Factors also include speed of the said CPU, transfer speed of the storage device, revision of PCI bus and amount of RAM (and it's own speed.)
If you have a PCI Revision of 3.0 and above with a fast CPU, decent SSD and 24-32 GB of relatively fast RAM, you're good to go - no Ramdisk.
Upgrading components to speed things up must be handled on a case by case basis to evaluate if the technology/cost/effort is worth it.
If memory paging is kept to a bare minimum you will not need a Ramdisk.
FWIW.
Agreed, with the proviso that it can serve purposes other than speed. For example, when I'm doing development on one of my programs, I like to run it against a RAMdrive because on those development days I may be writing hundreds of GB or even a couple TB of data. This minimizes the wear on my SSD.
Remember that some ramdisks use so called "virtual memory" , and that type of memory is swapped to the disk from time to time. The fastest ramdisks use solely non-pageable kernel software memory.
True, modern SSD are really good. My primary SSD has a 1.6 Petabyte writes rating. I actually simplified my logic, but here is some more detail...
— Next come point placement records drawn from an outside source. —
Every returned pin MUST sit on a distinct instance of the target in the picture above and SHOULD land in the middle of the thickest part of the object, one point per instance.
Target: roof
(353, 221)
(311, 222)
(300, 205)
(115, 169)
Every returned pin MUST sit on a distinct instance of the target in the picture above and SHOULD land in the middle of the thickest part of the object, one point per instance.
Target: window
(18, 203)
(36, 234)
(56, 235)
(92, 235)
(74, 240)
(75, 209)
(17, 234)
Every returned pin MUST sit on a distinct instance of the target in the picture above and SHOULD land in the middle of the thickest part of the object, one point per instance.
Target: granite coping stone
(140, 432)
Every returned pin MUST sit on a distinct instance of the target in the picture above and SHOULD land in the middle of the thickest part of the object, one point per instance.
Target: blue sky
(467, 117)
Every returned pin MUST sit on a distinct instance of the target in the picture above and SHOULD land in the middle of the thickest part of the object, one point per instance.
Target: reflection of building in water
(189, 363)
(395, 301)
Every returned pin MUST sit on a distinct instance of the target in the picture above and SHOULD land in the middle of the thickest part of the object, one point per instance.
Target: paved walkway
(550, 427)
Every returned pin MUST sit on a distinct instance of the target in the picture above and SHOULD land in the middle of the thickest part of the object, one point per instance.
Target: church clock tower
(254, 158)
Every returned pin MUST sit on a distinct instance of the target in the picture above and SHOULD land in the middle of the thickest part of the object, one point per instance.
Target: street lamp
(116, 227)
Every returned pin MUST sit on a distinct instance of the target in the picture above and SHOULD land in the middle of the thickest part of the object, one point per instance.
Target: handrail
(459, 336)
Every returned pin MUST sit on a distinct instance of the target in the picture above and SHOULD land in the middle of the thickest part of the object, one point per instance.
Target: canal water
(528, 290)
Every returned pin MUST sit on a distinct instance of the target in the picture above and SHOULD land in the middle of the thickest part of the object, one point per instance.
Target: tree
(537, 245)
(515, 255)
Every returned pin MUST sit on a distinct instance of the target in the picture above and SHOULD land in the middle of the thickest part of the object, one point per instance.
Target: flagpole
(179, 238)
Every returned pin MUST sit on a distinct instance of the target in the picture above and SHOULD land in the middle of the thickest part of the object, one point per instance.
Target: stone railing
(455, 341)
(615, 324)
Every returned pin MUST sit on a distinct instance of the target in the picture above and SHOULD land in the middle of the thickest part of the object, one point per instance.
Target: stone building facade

My program performs just about every function related to management of Windows images that you can think of. It can inject updates, drivers, boot critical drivers into multiple editions of Windows and combine them into a single image, including both x86 and x64 editions in the same image if that is what the user wants. It can automatically convert ESD images into WIM images. It can create bootable media, including bootable media with an unlimited number of images. It can reorganize the contents of an ISO image and even allow for the changing of metadata associated with each Windows edition. There's a lot more, but you get the idea. When shuffling all this data around, it can move quite a bit of data, especially through repeated test runs as I'm modifying the program.
Here now is the other reason that I didn't mention earlier - on occasion as I'm writing code, I'll make a mistake (a bug in the code, who could believe that ). I have once or twice wiped a destination disk due to a fault in my code. That's where a RAMdisk is helpful. If I wipe the RAMdisk, I don't care. If I wipe a real disk, I won't be too happy.